This page explains how the GPXZ dataset is built. To learn more about how to use the gpxz.io API see API docs.
The GPXZ elevation dataset is a composite dataset made by combining multiple sources of elevation data.
Our dataset covers the entire globe, including bathymetry (depth below sea level) in the ocean and ice-surface elevation at the poles.
Like most large elevation datasets, the GPXZ dataset is split up into separate files, each covering a small part of the globe. Resampling and reprojection is avoided as much as possible: each tile is kept in the resolution and projection of the highest-resolution source dataset used in that tile.
The GPXZ dataset starts with a base of ocean depth from GEBCO 2020 and land elevation from Copernicus 30m. From there, high-resolution (up to 1m) lidar datasets are added.
Here's how the coverage looks around the world. While lidar coverage for your country of interest may look patchy, these source datasets usually prioritise areas where people live and which researchers study.
The process for building a single tile of the GPXZ dataset is
- Find and preprocess all source datasets that overlap the tiles.
- Merge all the land elevation datasets.
- Merge the merged land data with the bathymetry data.

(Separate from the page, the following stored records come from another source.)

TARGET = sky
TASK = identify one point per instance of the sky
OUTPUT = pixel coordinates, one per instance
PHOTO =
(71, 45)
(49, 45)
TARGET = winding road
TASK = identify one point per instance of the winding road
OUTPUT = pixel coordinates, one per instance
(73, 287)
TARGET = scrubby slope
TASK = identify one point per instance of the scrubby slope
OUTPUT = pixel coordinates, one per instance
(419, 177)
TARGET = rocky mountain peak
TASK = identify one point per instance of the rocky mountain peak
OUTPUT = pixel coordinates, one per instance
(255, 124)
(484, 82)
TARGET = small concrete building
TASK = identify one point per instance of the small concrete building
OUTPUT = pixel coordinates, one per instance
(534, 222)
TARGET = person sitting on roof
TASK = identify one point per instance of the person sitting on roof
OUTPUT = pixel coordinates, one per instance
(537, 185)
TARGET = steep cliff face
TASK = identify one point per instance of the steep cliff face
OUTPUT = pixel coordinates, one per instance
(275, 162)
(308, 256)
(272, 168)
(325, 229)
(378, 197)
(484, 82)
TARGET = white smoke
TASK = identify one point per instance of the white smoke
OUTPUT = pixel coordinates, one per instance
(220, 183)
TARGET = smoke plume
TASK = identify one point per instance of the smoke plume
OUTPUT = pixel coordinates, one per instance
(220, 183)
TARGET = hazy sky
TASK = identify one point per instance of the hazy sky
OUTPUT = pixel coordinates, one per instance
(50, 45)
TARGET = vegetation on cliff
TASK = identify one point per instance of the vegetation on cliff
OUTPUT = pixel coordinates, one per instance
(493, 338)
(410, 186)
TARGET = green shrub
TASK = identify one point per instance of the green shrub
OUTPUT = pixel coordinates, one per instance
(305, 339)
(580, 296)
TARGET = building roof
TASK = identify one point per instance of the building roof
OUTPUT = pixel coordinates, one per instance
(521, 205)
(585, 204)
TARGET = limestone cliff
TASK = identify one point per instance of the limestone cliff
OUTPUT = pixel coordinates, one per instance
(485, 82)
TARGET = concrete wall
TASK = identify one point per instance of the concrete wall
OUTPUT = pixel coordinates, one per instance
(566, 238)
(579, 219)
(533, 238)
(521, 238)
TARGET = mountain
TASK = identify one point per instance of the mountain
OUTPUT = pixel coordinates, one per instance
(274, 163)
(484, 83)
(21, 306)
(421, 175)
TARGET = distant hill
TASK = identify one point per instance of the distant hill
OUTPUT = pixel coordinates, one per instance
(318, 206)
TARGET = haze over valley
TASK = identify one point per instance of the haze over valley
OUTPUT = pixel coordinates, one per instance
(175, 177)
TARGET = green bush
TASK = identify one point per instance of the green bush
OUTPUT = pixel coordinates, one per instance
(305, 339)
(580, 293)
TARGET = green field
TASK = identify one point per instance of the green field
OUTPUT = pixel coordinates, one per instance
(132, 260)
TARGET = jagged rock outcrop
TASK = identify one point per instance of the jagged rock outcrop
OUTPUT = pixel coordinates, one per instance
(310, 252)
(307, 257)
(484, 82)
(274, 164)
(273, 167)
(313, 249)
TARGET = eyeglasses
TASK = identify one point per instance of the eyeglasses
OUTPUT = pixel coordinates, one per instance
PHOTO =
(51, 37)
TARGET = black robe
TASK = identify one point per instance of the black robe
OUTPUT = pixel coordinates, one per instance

- The highest resolution raster is cropped to cover the tile area. All other rasters are resampled (if needed) to be the same resolution, projection, and bounds as the cropped hires raster.
- For datasets that have a "0" elevation over ocean areas, this is removed.
- Small holes are filled using kriging. (Large holes will be filled during merging).
- Some dataset-specific preprocessing is done to remove known areas of corruption and noise.
2. Land merge
- Land source rasters are merged using the algorithm described in Petrasova et al (2017). A max merge angle of 2° is used.
3. Ocean merge
- The merged land elevation raster is then merged with bathymetry.
- The algorithm used to merge the land data leaves a zone of intermediary-quality inside the edge of the hi-res raster. This would be a problem bathymetry merging as these datasets are often low resolution, and coastal data is important for many end users.
- Instead, an estimated elevation profile is linearly interpolated from the edge of the land data out to a distance of 1km offshore. Next, a distance-weighted blend is made between this estimated elevation profile and the bathymetry data.
- As a result, the land data is unchanged during this process, preserving the accuracy of the coastline.